Kto by pomyślał jeszcze kilka lat temu, że za nazwy złożone z pięciu cyfr będzie można zarobić nawet kilkanaście tysięcy dolarów? Dziś to już rzeczywistość. Pojawia się natomiast nowe pytanie: gdzie jest granica wzrostu?

Z raportu sprzedażowego serwisu NameBio.com wynika, że 26 marca br. domena 22299.com zmieniła właściciela za 12 201 dolara. Nawet mimo magii „dotcomu” trudno nie zastanowić się, jakim cudem klient zdecydował się zapłacić bądź co bądź niemałą kwotę za nazwę złożoną z aż pięciu cyfr. W końcu to kombinacja na granicy zapamiętywalności – a w domainingu ceniona jest przede wszystkim zwięzłość.

W gruncie rzeczy sytuacja wcale nie jest zagadkowa.

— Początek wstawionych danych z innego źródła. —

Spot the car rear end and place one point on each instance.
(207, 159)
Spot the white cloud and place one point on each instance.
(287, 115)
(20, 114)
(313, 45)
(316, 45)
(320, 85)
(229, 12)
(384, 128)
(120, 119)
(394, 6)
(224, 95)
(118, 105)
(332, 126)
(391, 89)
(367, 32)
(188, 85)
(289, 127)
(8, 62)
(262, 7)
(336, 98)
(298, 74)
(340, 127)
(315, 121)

Przynajmniej dla osób śledzących od pewnego czasu wydarzenia na rynku domen. Gigantyczny popyt na domeny numeryczne w Chinach podnosi ich wartość do tego stopnia, że na rynku wtórnym coraz bardziej chodliwym towarem stają się nawet adresy pięciocyfrowe. Ponieważ Chińczycy zainteresowani są nie tylko końcówką .com, ale również rozszerzeniami nTLD, rośnie również wartość nazw z alternatywnymi końcówkami.

I tu pojawiają się trzy pytania:
1. Jak długie łańcuchy cyfr jest skłonny „wchłonąć” rynek chiński?
2. Jakie końcówki alternatywne w stosunku do .com są akceptowalne dla klientów z Chin?
3. Gdzie leży granica wzrostu cenowego domen NNN+?

Te pytania to jednocześnie wyzwania dla inwestorów skłonnych zaryzykować na rynku Państwa Środka. Warto przypomnieć, że to rynek, na którym funkcjonuje „jedynie” ok. 17 milionów adresów w domenie krajowej – niezbyt wiele jak na 1,357 miliarda populacji tego państwa.